Andrew Mark Bainbridge, the managing director and sole share-owner of Auckland Environmental Services (AES), was sentenced on 24 November at Teesside Crown Court after pleading guilty to waste offences.
The sentencing followed a Proceeds of Crime Act confiscation hearing on 7 October, 2021, at which Bainbridge was handed a confiscation order for £807,000. He was told to repay the total sum of his current assets which amounts to £275,833.16 by 7 January 2022 or risk a default custodial sentence of 2 years and 6 months.
The Environment Agency (EA) said the remainder of the confiscation order would remain as a debt against the director “until it is satisfied”.
The EA began investigating the company, which is now in liquidation, in 2016 after it was found to be storing waste materials on site without an appropriate environmental permit.
This included waste that the company had purposefully misdescribed, allowing AES to dispose of the material at a lower rate of landfill tax.
The court found that Bainbridge had committed the offences deliberately and there had been a “major undermining of the regulatory regime as a result”.
Both AES and Bainbridge have previous convictions for environmental offences committed in 2013. In February 2015 the company and Bainbridge were convicted of operating without an environmental permit and fined £7,800 and £520 respectively.
Following his latest prosecution, Bainbridge received a 15-month custodial sentence suspended for two years for consenting to the unlawful deposits of waste by AES. He also received a 12-month custodial sentence suspended for two years for consenting to the making of false or misleading information by AES.
The two sentences will run concurrently.
Bainbridge was also ordered to undertake 200 hours of unpaid work and perform a rehabilitation activity.
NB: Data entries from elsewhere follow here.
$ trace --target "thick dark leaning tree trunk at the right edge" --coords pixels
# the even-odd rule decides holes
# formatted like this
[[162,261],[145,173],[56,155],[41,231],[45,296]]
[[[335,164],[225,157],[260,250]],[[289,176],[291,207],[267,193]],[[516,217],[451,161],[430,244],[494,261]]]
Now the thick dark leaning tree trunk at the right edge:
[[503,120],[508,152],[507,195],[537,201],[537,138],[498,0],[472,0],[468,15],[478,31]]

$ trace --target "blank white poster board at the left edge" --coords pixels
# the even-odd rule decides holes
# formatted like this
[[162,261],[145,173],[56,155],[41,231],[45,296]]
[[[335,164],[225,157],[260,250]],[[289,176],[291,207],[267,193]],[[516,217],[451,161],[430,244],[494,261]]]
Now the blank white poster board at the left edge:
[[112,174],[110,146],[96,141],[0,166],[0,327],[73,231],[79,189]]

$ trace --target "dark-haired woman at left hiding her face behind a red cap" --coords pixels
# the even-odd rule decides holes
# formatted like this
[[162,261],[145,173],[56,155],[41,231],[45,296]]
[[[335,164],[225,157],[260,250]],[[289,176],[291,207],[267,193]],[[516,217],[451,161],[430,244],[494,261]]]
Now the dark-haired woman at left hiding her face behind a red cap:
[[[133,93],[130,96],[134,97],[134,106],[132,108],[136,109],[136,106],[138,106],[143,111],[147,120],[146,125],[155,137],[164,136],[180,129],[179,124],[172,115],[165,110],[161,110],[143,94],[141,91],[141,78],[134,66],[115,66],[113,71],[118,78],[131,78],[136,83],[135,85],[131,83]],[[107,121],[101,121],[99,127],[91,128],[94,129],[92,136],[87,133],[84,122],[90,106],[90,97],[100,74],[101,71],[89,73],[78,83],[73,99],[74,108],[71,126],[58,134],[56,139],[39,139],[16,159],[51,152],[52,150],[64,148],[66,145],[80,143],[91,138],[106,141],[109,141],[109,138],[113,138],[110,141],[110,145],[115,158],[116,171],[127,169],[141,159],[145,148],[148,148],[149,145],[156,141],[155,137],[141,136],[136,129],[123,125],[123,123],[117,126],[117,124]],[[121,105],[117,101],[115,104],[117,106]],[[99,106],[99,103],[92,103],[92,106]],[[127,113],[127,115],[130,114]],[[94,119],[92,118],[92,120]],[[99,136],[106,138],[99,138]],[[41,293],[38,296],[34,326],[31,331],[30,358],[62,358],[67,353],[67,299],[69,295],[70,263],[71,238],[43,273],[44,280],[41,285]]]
He was disqualified from acting as a company director for six years.
EA spokesperson John Crowl said: “The savings were substantial. Between December 2014 and February 2016 approximately 3,510 tonnes of waste were deposited at the landfill site at a cost £9,055 when it should have cost £288,085.
“Further, by operating without an environmental permit, Bainbridge, through the company, sought to avoid complying with operating conditions that were necessary to protect the public and the environment from harm. This represented a further financial advantage to the company and further undermined legitimate local waste operators and jobs.”